First published by Retail Week on 4th August 2016
While I spend most of my working life looking to the future, I’m not afraid to take inspiration from the past.
I still occasionally dance around to my 1980s alternative singles and remain fond of classic movies such as The Belly of an Architect.
The return of a 1990s phenomenon in the format of Pokémon Go illustrates the point nicely, showing the power of brand affinity, of past associations, to engage a vast audience.
More importantly for retailers, the craze demonstrates that it’s possible to drive engagement very quickly if you get it right with mobile innovation.
French retailer BUT has already used the popularity of Pokémon Go to drive store Traffic and offer discounts to shoppers.
While the rise of the game is set to benefit retailers greatly, through sponsored locations, promotions and merchandising, what it says more broadly is that consumers crave fantastic and entertaining experiences alongside a sense of community and adventure.
Perhaps the best use of innovation applicable to retail was the Sydney Opera House’s #comeonin, using social platforms and location data to create and then invite people to a personalised experience.
Retailers that understand the need to build human connections into their technology innovation have a greater chance of success.
However, when Cheil spoke recently to more than 150 senior global retailers we revealed a disconnection between the focus of their technology innovation and the delivery of better customer experience.
It is very clear that consumers want innovation in technology to be rooted in delivering customer benefits. Yet the conversations with retailers highlight that innovation budgets are not primarily focused on meeting unfulfilled consumer need.
A majority are confident that they have a world-class innovation culture. And, in many cases, this is driven by new technology. That sounds encouraging.
The issue that emerges, though, is that technology displaces meeting unfulfilled consumer need as the driving factor in innovation.
Meeting consumer need was identified by just 18% of retailers as the main reason for innovation, indicating a danger that retailers are losing sight of the consumer.
Consumer research shows that this is an issue for customers. Amazon emerges as the most innovative retailer because it uses technology to make it quicker to find, pay for and receive products.
Where Amazon is identified as less strong is in providing a ‘human service’, but it has maintained customer perceptions in this area at acceptable levels while more traditional offline rivals struggle to deliver against even this hygiene factor.
Retailers could gain greater competitive advantage by using technology in ways that improve perceptions of human service, with a big opportunity in focusing on the greater personalisation of the shopping experience.

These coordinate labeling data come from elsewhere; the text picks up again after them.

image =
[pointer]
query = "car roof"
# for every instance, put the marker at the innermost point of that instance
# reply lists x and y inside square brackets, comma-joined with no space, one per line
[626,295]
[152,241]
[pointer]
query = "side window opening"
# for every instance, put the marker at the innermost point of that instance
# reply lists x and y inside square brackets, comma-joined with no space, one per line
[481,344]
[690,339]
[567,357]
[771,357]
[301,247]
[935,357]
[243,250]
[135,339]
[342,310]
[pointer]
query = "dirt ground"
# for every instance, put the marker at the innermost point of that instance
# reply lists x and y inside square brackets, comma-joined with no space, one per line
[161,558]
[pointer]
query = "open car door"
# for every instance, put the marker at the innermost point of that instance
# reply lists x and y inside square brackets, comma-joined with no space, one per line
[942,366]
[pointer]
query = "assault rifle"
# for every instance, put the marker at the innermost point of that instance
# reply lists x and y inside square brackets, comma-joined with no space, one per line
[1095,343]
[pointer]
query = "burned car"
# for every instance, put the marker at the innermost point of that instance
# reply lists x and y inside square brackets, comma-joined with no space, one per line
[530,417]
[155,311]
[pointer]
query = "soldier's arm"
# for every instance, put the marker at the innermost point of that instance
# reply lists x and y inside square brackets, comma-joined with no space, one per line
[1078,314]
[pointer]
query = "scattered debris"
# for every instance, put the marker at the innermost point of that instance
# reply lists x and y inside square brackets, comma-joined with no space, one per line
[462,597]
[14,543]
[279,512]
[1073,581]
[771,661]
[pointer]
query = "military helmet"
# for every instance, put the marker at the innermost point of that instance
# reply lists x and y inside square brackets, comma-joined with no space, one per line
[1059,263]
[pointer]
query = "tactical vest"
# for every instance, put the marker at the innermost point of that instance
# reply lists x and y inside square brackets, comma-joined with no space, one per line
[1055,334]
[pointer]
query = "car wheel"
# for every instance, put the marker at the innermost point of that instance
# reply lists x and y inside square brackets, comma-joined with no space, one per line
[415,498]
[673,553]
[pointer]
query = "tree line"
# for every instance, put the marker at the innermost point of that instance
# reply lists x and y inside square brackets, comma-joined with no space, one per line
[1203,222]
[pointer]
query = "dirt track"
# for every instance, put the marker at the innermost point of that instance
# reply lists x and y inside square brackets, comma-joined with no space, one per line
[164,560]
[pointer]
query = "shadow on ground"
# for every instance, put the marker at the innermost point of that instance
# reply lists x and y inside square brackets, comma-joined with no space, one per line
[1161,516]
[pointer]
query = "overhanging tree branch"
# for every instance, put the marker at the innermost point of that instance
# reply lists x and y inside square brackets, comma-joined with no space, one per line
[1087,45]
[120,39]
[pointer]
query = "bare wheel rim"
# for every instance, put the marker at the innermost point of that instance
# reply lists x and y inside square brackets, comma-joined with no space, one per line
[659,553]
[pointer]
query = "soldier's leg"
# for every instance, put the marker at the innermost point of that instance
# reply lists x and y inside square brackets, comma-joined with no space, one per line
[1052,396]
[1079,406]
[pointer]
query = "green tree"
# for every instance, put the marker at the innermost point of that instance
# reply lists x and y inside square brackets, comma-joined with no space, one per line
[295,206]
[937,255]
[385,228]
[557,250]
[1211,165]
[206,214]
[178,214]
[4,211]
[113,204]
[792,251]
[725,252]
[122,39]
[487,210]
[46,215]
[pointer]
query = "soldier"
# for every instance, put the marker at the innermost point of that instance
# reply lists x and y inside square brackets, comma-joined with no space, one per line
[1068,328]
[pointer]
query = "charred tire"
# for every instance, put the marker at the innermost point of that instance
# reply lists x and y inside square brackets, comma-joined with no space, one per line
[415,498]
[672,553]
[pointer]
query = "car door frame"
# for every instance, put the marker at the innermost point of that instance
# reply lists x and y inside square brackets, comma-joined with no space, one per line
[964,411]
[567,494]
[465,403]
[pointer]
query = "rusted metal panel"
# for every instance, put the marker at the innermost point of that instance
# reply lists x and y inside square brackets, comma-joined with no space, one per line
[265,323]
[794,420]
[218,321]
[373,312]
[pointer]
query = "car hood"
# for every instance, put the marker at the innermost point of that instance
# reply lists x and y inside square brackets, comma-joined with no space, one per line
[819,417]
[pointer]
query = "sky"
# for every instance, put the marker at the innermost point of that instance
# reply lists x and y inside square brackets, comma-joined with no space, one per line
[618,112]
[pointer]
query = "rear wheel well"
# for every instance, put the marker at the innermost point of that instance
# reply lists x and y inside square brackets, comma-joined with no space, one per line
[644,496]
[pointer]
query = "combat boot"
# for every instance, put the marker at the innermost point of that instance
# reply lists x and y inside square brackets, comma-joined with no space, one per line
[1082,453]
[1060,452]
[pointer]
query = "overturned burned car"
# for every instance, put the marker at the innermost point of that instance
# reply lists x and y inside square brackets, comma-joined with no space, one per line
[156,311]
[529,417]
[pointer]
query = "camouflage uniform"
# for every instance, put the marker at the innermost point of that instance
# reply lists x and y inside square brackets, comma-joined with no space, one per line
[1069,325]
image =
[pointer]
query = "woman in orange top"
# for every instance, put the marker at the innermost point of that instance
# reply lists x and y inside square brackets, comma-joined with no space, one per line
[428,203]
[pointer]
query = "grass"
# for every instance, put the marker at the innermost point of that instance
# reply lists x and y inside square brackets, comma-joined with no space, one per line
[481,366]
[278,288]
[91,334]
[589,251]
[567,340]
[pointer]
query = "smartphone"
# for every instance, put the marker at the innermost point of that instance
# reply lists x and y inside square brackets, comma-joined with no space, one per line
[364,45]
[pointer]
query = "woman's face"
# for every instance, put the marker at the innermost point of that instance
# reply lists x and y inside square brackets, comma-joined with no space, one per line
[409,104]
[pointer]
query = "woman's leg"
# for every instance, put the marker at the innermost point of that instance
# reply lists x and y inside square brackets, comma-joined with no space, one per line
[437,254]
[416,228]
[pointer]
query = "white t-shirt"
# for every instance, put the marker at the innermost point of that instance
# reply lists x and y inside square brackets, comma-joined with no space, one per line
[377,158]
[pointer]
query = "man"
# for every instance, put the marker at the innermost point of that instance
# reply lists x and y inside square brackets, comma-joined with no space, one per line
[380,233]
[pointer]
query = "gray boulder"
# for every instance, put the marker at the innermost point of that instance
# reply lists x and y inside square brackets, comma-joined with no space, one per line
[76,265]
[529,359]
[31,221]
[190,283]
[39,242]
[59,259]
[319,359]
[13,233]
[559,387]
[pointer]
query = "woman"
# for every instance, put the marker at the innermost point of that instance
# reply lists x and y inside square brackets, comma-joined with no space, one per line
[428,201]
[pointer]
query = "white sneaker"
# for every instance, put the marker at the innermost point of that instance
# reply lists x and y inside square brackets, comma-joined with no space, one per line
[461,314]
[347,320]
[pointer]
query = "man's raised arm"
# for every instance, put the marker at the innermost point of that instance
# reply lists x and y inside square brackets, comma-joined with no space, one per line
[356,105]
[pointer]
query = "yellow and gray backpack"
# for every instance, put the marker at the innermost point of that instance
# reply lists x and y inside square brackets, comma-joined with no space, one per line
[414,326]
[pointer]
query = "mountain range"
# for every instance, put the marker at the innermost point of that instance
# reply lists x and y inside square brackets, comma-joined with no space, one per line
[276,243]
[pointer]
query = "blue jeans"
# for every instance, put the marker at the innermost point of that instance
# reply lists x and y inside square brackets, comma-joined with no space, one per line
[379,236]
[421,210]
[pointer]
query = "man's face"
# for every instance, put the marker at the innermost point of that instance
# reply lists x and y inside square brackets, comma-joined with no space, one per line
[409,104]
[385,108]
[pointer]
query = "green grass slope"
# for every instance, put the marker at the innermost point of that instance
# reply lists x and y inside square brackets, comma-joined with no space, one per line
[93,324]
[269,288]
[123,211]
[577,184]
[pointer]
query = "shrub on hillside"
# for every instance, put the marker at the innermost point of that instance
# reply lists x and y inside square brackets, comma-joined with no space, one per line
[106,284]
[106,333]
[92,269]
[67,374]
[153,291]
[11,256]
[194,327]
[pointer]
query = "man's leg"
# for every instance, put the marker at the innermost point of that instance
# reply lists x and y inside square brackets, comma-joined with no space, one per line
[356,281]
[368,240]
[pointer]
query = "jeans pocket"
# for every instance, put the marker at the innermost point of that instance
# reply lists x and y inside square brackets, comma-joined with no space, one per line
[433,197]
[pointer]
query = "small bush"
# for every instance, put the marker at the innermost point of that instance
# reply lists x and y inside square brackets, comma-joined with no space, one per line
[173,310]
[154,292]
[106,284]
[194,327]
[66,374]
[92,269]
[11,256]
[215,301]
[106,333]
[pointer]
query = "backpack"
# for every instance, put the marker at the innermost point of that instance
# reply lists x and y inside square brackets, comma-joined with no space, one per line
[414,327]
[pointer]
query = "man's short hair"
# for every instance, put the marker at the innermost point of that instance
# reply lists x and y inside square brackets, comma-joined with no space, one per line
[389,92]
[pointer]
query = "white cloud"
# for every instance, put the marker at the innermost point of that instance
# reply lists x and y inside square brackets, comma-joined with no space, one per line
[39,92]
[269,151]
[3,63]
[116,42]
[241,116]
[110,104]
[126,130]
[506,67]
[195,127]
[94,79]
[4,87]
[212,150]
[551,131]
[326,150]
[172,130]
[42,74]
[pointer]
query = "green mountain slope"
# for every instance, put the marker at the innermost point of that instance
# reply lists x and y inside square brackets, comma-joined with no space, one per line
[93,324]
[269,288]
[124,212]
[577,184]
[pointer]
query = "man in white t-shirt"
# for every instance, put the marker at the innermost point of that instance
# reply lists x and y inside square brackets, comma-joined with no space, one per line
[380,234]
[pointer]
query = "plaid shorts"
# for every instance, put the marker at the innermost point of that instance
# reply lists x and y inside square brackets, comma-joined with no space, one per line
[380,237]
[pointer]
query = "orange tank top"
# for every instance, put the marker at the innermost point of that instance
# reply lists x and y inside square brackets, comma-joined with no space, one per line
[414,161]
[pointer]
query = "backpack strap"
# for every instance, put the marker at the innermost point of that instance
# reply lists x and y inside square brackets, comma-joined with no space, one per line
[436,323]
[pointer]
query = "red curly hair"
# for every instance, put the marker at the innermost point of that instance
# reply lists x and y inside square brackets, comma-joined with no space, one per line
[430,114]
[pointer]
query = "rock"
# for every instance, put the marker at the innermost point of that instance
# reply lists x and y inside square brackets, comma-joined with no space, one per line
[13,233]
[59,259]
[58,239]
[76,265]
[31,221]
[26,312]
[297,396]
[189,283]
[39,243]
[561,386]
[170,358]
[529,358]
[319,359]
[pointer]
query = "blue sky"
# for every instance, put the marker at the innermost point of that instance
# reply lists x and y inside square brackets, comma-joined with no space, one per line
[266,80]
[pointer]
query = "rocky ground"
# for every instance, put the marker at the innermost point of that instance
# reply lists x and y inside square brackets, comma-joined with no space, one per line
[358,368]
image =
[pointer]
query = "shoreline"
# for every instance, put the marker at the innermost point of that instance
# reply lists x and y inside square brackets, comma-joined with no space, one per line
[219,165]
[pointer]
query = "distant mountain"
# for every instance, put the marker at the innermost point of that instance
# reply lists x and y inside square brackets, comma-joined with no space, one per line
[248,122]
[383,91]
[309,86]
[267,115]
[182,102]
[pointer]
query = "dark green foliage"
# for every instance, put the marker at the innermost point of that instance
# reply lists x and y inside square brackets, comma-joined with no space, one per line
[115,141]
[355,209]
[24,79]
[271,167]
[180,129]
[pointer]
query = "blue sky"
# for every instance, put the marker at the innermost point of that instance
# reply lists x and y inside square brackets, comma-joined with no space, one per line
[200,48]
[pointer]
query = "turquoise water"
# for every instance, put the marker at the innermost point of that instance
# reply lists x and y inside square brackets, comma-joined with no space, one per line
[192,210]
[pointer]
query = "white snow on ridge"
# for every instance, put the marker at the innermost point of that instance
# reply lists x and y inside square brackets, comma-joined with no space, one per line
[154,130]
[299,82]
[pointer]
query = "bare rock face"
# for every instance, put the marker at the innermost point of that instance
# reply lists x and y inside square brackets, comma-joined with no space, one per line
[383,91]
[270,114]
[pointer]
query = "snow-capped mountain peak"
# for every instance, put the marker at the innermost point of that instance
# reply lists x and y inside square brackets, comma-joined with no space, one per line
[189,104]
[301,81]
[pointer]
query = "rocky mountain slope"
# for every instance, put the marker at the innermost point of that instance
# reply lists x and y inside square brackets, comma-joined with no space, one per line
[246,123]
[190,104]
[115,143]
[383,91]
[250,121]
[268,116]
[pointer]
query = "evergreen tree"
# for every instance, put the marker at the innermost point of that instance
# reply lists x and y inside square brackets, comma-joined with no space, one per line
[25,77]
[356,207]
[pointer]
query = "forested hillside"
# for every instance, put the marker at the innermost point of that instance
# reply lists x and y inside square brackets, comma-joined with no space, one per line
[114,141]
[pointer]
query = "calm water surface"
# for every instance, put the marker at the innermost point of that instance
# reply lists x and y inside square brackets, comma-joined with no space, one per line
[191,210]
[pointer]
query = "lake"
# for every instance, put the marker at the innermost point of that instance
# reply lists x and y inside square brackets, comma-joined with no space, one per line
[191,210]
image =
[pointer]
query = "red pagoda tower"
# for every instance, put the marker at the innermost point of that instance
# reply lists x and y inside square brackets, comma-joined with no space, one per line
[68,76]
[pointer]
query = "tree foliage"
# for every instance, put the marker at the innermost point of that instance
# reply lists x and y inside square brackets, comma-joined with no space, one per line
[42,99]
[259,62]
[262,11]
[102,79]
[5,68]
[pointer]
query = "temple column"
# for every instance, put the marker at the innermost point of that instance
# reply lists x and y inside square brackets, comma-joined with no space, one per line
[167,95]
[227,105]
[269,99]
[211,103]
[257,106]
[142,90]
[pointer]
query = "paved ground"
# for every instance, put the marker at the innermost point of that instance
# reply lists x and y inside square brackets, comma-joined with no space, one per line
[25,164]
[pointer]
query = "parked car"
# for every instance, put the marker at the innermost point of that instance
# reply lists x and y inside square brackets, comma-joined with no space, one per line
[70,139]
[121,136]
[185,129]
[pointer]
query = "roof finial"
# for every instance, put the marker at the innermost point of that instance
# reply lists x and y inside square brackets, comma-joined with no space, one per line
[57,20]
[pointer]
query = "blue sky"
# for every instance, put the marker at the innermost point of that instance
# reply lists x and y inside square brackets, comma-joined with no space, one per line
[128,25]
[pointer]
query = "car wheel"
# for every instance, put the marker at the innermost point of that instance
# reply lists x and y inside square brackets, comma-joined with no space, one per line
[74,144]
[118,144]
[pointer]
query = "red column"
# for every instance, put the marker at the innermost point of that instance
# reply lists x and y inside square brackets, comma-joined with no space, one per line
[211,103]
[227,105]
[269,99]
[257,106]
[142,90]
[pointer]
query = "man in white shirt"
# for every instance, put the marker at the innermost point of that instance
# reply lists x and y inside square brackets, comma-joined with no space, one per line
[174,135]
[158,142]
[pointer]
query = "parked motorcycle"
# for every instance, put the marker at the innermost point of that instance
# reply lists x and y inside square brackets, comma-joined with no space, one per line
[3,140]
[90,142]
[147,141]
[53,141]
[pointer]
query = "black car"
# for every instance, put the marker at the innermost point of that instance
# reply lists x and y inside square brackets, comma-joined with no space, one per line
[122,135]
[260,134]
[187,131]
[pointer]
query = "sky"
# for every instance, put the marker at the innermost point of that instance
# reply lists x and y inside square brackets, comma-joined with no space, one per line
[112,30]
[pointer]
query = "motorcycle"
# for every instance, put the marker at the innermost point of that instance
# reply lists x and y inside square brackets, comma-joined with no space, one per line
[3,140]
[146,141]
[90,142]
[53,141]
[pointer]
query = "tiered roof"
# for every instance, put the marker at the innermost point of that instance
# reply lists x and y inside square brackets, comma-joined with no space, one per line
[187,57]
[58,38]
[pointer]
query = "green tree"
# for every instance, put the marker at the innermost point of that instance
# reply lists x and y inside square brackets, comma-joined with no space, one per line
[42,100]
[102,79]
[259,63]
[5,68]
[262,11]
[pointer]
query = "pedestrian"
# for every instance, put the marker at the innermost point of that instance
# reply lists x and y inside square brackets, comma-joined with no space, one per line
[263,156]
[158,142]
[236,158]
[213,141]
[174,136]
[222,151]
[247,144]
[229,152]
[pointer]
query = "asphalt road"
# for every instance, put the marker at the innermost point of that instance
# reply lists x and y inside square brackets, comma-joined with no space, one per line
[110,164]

This is where they can learn from the success of experiences such as Pokémon Go and brands that use mobile not only to bombard people with messages and offers but to entertain and delight.
In doing this, retailers shouldn’t lose sight of the need to improve the customer experience by using technology to simplify and accelerate the retail experience.
This should be the main focus of retail innovation budgets, rather than investing in mobile and other tech merely for its own sake.